Give it a go... see if they can help him

youk now, all you DownThumbers are wussies. These camps are a joke. They don't even last as long the AA programs. Most of these are set in Church retreats and are run by church people. If your gayness is strong enough, you can lie your way thru to the end of the program and come out with a nice vacation in the mean time. Way to overreact.
 
I think you should let him be himself..and the hell with what the other people think...its hard being gay when the people around you arent supportive..esp. when its your own parents.
 
leave him alone about his sexuality.
the best thing you can do for him is let him be himself.
why dont you try talking to him about it, and tell him you understand, but remind him not to tell anyone else.

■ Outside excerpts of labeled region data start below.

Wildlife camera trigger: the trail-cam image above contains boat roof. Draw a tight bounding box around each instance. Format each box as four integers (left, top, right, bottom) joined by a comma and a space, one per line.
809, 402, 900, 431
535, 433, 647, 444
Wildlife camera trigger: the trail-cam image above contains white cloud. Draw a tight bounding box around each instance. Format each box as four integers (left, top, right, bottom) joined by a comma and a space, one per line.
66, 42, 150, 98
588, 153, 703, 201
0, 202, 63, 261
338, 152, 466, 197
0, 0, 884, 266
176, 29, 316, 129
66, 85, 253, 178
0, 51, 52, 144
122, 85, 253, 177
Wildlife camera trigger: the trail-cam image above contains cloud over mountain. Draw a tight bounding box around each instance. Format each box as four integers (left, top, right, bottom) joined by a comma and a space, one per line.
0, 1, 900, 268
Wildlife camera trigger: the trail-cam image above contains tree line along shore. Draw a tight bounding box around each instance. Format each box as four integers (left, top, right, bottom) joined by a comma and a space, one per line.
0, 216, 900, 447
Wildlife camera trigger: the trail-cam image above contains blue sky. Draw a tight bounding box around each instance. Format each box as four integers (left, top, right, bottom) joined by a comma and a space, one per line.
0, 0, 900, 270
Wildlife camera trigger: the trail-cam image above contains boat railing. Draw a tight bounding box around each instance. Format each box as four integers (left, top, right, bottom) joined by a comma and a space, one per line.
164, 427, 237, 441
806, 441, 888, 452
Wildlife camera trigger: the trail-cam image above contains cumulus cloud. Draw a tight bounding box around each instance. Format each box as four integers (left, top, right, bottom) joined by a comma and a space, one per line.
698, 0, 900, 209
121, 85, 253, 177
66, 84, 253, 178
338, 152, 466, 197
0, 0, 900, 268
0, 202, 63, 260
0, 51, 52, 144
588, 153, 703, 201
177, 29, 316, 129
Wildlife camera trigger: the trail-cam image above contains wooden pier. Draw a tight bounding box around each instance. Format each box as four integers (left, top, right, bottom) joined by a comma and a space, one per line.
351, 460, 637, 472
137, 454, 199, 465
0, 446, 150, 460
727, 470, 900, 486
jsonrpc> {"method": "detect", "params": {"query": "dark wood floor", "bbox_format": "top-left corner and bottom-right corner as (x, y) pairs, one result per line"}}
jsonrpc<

then when he turns 18, send him off to college in a gay loving town, and he'll be happy! :]
 
I think you are a terrible parent and do not deserve to have any kids. You need to read this article and if you try to shun your child than you have problems. Gay people are normal, its only the bigotry they have to deal with that makes them different.
 
I understand you want the best for your son, however you should support whatever he choose to be no matter what. So maybe try asking your son if he wants to go to a conversion church camp and tell him that if he chooses to be gay the people in your town will hate him. But tell him your there to support him no matter his decision. And then let him decide.
 
Those "straight camps" don't actually work. The best you could ever hope for is a life of celebacy, and a broken spirit at the end. If you want your son to be happy, just leave him be. Encourage him to go away for college, so that he doesn't have to worry about everyone around him hating him.

Sexuality is biologic, and it isn't something you can ever actually change.